~319~
見えない戦いから2人は姿を現した。
「はぁ~・・・。さすが・・・・。これ以上は無理そうだ・・・。」
「はぁ・・・はぁ・・・・ため・・・息・・・だけ・・・です・・・か・・・。」
ため息を出した騎士団長に対して、息も絶え絶えにプワソンは答えた。
「場数が違うからな。まぁよくやった方だと褒めよう。」
「ふ~。もう次の一撃が最後になりそうなので、よろしくお願いします。」
「楽しかったのだがな・・・。まぁいい。今後も手合わせできるならしたいものだ。では・・・。全力でかかってこい。」
「・・・・。」
アキードの言葉で頷き、一度目を閉じた後クワッと目を見開き、駆け出した。
最後の全力の一撃を叩きこむようだ。
姿が消えて、見えた時には上段から思いっきり振り下ろしたプワソンだが・・・・。
その攻撃はあっさりと受け止められていた。
「最後にしては中々の重みがあるではないか。」
「ははっ・・・。これも軽くですか・・・。参りました・・・。」
簡単に受け止められて、なす術がなくなったプワソンは降参をすることとなった。
「これで全員の実力を見ることが出来たが、中々有望である。是非とも騎士団に入って欲しいところだが・・・。そういう訳にはいくまい?」
「お察しの通り。我々は入団を考えていない。」
肩で息をしていたが、少し落ち着いたのか口調も戻っていた。
その言葉を聞き、騎士団長は頷いた。
「では、昼食後、本格的に訓練を開始する。

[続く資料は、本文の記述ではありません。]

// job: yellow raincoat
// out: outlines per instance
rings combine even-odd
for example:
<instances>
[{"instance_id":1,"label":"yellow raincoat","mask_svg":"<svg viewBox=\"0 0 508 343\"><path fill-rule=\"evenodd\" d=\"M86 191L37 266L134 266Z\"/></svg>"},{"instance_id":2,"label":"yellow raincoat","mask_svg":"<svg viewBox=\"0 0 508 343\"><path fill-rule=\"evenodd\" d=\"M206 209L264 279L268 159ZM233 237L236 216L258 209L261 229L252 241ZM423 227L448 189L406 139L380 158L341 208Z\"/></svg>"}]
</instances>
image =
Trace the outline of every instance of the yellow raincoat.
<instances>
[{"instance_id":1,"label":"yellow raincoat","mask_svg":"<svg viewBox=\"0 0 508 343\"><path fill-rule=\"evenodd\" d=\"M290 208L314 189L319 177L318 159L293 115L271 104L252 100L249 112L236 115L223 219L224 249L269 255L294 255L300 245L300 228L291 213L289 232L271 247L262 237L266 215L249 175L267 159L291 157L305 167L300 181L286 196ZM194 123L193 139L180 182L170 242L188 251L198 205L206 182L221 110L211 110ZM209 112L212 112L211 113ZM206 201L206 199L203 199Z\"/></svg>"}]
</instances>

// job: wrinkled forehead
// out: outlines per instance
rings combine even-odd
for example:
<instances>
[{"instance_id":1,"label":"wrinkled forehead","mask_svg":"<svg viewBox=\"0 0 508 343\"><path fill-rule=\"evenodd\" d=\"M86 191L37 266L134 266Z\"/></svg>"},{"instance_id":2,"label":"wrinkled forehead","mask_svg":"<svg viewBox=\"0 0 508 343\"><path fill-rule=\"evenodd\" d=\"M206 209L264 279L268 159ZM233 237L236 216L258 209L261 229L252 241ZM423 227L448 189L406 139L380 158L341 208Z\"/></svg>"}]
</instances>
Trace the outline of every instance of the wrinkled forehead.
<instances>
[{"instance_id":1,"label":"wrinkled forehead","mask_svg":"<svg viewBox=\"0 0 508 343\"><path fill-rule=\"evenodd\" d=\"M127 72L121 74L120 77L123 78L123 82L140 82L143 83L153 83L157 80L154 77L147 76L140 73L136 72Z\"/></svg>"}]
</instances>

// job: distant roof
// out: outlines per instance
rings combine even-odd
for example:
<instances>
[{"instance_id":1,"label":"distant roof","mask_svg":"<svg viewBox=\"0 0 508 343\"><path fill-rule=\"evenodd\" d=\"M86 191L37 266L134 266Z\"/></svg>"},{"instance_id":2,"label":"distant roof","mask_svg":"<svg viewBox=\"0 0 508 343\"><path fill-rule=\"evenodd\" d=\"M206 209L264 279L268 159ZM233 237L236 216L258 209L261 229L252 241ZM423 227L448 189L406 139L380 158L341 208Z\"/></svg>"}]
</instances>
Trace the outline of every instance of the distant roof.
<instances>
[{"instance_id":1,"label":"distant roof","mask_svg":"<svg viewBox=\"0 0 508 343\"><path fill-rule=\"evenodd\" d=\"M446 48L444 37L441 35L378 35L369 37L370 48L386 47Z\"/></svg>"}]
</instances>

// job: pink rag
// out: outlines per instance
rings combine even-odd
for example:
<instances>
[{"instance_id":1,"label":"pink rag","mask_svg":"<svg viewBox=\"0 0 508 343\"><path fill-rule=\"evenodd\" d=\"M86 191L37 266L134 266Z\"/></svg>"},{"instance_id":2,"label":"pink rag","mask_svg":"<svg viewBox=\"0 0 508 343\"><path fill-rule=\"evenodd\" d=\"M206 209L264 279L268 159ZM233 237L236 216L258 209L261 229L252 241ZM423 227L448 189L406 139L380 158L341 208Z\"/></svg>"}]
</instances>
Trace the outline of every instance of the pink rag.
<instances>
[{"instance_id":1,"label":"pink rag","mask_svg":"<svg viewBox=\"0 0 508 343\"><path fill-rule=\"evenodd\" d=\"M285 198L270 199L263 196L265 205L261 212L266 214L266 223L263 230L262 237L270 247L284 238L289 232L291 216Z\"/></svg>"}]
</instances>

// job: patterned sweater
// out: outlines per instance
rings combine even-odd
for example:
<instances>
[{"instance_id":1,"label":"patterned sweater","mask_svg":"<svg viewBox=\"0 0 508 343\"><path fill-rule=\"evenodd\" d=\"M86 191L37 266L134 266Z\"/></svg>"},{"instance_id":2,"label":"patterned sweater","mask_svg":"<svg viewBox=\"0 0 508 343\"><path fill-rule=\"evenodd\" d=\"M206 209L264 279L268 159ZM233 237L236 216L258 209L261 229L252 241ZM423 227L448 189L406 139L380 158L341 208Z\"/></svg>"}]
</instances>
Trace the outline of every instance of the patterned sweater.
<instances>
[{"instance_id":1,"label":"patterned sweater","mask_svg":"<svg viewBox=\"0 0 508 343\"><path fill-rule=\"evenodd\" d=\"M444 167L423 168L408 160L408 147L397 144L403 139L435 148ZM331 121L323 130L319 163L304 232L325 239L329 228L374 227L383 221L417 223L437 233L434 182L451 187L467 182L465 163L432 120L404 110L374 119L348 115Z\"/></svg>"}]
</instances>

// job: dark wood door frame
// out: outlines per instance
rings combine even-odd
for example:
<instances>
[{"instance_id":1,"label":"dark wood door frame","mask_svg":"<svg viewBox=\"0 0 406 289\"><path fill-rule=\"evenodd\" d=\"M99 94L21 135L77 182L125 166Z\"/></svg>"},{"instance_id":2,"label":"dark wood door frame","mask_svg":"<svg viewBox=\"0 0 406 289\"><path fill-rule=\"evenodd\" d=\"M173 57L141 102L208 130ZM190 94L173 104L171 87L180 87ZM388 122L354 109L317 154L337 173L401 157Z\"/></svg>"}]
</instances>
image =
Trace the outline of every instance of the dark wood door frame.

今日は全員食堂で食べるように。」
それを聞いた兵士は残念な声を上げた。
「うそだろ?それはないぜ・・・。」
「食堂のくさい飯を食うなら、食べない方がいいぜ・・・。」
「舌が腐ってしまう・・・。」
「お前ら!聞こえているぞ?!四の五の言わず、さっさと食って来い!!!」
騎士団長が咆え、兵はクモの子を散らすように散らばって行った。
「さぁ・・・私も食べに行くとするか・・・。」
「あの~アキード殿。なぜ皆さんあんなに拒否をしていたのですか?」
「あぁ・・・。我が兵士食堂は量は多いのだが、なんせ味が悪くてな。ああいう風に兵士も嫌がる程なのだ。まぁ・・・一部は孤児から成り上がった者もいるから利用している者はいるらしいが、ほとんど、最初の新人の入りたてに食べるぐらいだった。」
言いづらいようだったが、仕方ない風に言ってきた。
騎士団長も食べたことあるのか、苦虫を噛み潰したような顔をしていた。
「そこをシャドーブラックが変えると・・・。」
「そうだ。願ったり叶ったりだった。」
「そうですか。なら食事は改善されましたね。」
あっさりと改善されたと言ってのけたレオーネの方をびっくりした顔でアキードは見た。
「その・・・そんなに変わるもの・・・なのか?」
半信半疑から出た言葉だが、そんなすぐに味が変わるとは思えなかった。
何十年も変わらない味だったからだ。
「たぶんですが、シャドー・ブラックではなくて、執事風の男が残っていませんこと?」
「そうだが?本人が残ると思われたのだが、違う者が残っていて少し驚いたが、本人はシャドーブラックの執事だからというもんだから放っておいたが・・・。」
エクラに言われ、シャドーブラックがやっているのかと思って見に行ったが残っていたバルトで姿を確認したという
「((((調教されていそう・・・・。))))」
グロース・ファクトのメンバー全員の心の声が一致した瞬間だった。